Linear Support Vector Machine, Linear Support Vector Classification.
is similar to SVC with a linear parameter kernel (SVC(kernel='linear') ), but using liblinear instead of libsvm, so 在选择惩罚和损失函数时更具灵活性，并能更好地扩展到大量样本

SVC(kernel=’linear’) and LinearSVC() are similar, except that LinearSVC() is implemented through liblinear; and SVC(kernel='linear') is implemented through libsvm; compared to SVC(kernel ='linear'), LinearSVC) (more flexibility in choosing penalty and loss functions, and scales better to large numbers of samples

1. Algorithm idea

Essentially it is an optimization in SVM, and the principles are similar. For detailed algorithm ideas, you can refer to the blog post: 3. Support Vector Machine Algorithm (SVC, Support Vector Classification) (with supervised learning)

2. Official website API

Official website API

class sklearn.svm.LinearSVC(penalty='l2', loss='squared_hinge', *, dual='warn', tol=0.0001, C=1.0, multi_class='ovr', fit_intercept=True, intercept_scaling=1, class_weight=None, verbose=0, random_state=None, max_iter=1000)

There are quite a lot of parameters here. For specific parameter usage, you can learn based on the demo provided on the official website and try it more; here are some commonly used parameters for explanation.
Guide package:from sklearn.svm import LinearSVC

①Penalty item penalty

Selection of the penalty term, specifying the specification used in the penalty
The l2 penalty is the standard used by SVC, l1 will cause the coef_vector to be sparse
Regular To put it bluntly, transformation is a constraint on the loss function

In linear regression, L1 regularization, also known as Lasso regression, can produce sparse models
In linear regression, L2 regularization, also known as Ridge regression, can obtain small Parameters to prevent overfitting
specifies the norm used in the penalty. l2 "The penalty is the standard used by SVC. l1" will cause the coef_ vector to be sparse.

'l1': Add L1 regularization
' l2': Add L2 regularization. By default, L2 regularization is the standard for SVC.
Can be selected in SVC()None, but there is no in LinearSVC()
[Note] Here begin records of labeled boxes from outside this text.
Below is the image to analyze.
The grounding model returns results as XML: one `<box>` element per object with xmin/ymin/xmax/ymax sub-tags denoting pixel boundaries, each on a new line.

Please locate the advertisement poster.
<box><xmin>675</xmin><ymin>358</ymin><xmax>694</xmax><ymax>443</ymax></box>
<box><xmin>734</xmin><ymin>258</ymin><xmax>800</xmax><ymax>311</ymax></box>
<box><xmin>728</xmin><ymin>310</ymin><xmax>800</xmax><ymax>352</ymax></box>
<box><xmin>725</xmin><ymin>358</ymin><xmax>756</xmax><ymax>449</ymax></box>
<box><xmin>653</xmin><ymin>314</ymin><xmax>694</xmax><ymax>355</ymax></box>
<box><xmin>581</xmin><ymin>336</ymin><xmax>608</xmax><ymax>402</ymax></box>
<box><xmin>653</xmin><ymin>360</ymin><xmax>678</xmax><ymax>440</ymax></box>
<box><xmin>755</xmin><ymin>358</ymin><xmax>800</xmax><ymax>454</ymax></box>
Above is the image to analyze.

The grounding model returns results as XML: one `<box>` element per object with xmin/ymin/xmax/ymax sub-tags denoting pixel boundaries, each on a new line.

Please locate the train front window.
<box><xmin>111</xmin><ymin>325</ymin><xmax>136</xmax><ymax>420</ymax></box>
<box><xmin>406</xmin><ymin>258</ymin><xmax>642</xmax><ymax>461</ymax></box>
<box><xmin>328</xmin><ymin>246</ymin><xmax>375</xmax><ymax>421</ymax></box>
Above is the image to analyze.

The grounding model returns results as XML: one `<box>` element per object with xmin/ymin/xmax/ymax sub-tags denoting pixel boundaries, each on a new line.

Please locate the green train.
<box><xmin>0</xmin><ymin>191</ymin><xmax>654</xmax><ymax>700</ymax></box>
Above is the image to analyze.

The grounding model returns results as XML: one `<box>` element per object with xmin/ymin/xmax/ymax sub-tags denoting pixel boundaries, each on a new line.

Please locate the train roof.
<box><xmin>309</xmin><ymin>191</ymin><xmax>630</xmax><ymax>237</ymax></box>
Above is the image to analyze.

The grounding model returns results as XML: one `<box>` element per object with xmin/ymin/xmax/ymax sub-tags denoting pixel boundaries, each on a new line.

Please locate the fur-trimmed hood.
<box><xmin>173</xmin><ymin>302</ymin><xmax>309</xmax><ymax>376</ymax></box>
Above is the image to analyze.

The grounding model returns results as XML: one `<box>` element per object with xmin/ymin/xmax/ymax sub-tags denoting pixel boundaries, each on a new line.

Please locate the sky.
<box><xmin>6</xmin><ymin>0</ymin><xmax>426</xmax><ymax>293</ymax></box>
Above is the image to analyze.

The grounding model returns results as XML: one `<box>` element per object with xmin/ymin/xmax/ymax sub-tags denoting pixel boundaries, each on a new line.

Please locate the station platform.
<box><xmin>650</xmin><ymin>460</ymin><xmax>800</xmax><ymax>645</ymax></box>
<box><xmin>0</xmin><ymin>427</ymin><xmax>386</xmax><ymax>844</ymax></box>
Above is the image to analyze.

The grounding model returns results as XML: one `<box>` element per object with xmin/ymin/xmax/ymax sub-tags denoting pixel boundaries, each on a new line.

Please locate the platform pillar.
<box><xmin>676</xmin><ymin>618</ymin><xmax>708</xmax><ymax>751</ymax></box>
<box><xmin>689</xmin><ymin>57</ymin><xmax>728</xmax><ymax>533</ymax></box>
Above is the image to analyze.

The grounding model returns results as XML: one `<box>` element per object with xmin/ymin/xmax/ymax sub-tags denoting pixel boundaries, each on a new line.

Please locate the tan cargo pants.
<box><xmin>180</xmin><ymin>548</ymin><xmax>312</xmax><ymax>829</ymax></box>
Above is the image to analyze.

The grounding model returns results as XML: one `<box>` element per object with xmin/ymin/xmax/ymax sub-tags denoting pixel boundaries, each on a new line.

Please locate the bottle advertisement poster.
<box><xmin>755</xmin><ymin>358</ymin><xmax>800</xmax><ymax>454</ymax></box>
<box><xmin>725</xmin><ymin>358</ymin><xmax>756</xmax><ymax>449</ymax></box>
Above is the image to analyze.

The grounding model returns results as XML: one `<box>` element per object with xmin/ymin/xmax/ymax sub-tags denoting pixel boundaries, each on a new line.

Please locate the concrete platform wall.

The specific official website details are as follows:
Insert image description here

Usage

LinearSVC(penalty='l2')

②Loss function loss

loss, specify the loss function
hinge is the standard SVM loss function (such as used by the SVC class, and squared_hinge is the square of the hinge loss function

The combination of penalty='l1' and loss='hinge' is not supported
Because penalty='l2' is the standard for SVC and loss=' Hinge' is a standard SVM loss function, only such matching ones can be used together

'hinge': standard SVM disfunction number
' squared_hinge': hinge suffix square

The specific official website details are as follows:
Insert image description here

Usage

LinearSVC(loss='squared_hinge')

③Regularization parameter C

The strength of the regularization is inversely proportional to C, and the penalty is the square of the L2 regularization. C is a floating point type.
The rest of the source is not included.